Je voulais juste retourner à l’arbre élastique, me souvenir de notre enfance, de l’odeur de la rivière qui coulait non loin de là, me rappeler les rires de mes sœurs lorsqu’elles appuyaient de concert sur la longue branche souple pour me balancer. Et toi, la Mort, tu me parles de tous ceux que j’ai croisés vivants et que je pleure maintenant. Pourquoi faut-il que le souvenir l’emporte sans cesse sur la raison ?

Je me souviens de Luc, Luc « le 200 à l’heure », c’est comme cela que je l’appelais, car il disait tout le temps que son père avait une voiture qui roulait à 200 à l’heure. Il me tapait dans la pogne en me lançant un regard complice, un vrai regard d’homme et il n’avait que 13 piges. Pourquoi faut-il se souvenir ? Ma première copine, ce que j’ai ressenti lorsqu’elle m’a embrassé sur la bouche ?

Parce que moi, bien sûr, je n’avais rien vu venir et j’attendais que ça lui passe. Et lorsqu’elle a baissé sa petite culotte pour me montrer son pubis glabre ? Elle me regardait dans les yeux, elle avait dû entendre quelque part que c’était une arme fatale pour séduire les garçons.

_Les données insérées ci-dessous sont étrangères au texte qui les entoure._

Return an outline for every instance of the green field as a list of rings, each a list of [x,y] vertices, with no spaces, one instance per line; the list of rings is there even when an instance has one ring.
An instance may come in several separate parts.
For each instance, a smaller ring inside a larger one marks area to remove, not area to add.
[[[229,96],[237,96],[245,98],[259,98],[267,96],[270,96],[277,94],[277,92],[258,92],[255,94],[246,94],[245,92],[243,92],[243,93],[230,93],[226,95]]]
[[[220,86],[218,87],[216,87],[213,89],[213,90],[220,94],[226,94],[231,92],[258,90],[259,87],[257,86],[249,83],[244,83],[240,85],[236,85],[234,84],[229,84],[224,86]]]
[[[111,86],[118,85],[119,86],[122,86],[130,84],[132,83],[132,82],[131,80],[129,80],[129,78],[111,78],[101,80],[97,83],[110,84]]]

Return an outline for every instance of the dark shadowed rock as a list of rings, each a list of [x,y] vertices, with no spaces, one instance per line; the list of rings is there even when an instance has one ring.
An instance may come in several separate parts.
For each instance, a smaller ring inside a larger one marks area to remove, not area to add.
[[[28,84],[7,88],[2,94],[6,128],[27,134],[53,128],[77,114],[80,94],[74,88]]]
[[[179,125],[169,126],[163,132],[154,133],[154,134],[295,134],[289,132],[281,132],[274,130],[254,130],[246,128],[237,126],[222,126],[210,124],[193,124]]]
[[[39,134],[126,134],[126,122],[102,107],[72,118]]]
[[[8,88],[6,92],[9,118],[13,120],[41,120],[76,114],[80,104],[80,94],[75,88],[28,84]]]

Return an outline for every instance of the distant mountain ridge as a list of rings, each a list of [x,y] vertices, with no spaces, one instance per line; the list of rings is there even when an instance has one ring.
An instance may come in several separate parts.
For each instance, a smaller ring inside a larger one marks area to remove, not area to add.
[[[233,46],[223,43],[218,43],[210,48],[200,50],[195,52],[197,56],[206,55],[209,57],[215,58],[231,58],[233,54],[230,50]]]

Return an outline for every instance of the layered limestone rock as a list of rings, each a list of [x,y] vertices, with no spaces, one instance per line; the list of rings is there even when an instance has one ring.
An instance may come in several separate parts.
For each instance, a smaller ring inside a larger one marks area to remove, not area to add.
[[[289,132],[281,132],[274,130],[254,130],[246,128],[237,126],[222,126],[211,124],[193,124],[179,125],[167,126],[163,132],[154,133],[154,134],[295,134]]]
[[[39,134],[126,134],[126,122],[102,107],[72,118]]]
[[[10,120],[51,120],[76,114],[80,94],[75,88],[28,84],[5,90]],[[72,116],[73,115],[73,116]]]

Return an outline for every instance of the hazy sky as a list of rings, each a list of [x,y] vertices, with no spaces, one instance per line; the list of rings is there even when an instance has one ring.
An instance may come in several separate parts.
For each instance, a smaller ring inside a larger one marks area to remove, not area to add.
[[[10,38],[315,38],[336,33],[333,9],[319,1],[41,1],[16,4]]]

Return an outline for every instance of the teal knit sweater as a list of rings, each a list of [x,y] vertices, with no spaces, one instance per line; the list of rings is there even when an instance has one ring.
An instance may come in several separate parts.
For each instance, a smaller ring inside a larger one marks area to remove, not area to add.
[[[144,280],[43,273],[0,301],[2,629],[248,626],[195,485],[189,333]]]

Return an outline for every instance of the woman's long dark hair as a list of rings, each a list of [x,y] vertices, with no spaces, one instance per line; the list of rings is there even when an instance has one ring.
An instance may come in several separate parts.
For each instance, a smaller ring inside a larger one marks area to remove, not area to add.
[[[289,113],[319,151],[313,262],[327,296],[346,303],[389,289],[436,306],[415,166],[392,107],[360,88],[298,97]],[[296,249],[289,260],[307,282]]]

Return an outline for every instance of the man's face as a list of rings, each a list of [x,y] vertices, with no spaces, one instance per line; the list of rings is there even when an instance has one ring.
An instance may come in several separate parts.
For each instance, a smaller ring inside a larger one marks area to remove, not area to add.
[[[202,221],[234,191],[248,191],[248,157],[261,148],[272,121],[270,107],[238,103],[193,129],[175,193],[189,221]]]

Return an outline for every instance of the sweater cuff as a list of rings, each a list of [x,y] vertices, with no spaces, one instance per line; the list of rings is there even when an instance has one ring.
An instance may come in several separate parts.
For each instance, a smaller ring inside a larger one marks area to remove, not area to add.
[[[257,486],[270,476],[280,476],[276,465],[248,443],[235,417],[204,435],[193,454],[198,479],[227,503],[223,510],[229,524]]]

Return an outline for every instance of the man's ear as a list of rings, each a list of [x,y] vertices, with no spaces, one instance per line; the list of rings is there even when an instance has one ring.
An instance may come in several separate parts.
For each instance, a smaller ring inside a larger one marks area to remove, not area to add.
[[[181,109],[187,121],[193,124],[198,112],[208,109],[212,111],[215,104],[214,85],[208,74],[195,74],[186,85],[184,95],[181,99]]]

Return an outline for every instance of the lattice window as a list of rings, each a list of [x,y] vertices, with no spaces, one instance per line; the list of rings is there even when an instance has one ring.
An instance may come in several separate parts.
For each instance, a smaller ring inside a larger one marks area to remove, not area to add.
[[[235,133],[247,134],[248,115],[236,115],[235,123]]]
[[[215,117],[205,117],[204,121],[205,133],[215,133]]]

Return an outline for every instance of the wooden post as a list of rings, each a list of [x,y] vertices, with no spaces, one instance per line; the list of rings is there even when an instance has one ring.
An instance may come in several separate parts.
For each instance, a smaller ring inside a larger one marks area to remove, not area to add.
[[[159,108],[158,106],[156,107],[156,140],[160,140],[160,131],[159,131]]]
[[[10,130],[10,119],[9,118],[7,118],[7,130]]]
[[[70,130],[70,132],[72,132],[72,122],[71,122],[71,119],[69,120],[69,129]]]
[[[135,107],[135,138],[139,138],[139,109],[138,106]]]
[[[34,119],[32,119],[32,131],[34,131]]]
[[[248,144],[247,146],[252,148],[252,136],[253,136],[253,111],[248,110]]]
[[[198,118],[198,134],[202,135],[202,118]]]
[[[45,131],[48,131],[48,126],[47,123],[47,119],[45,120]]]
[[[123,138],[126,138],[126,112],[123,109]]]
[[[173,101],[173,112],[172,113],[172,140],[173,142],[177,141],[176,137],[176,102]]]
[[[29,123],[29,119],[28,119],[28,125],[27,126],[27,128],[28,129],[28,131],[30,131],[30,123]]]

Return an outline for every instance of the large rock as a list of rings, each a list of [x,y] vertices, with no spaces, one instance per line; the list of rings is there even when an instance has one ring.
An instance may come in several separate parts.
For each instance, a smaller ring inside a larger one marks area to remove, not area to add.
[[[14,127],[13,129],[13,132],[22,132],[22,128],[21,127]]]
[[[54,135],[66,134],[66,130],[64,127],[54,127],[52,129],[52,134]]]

Je voulais juste retourner à l’arbre élastique et rire avec insouciance, en pensant que la vie est belle. Et toi tu me parles des morts, de la pourriture qui envahit leurs chairs sitôt leurs paupières closes, de la fuite irrémédiable de chaque vie, engagée dès les premières secondes dans le couloir de la mort.

Il était doux de plonger avec mes sœurs dans les vagues iodées de l’Atlantique, il était plaisant de sentir sous ma langue la douceur des bonbons au miel que maman ramenait du supermarché. Un jour ou l’autre, bien entendu, il faut cesser de se balancer, accepter de grandir sans trop regarder en arrière. Et pourquoi ? Pourquoi ne suis-je pas resté un enfant ? Pourquoi as-tu fait de moi cet adulte compliqué, puis ce vieillard irascible, incapable du moindre pardon. Puis ce mort gisant entre un drap d’hôpital et un nirvana à tout jamais inaccessible ? Je suis mort, mon âme s’en va et me laisse, grand corps vide à la merci des vers.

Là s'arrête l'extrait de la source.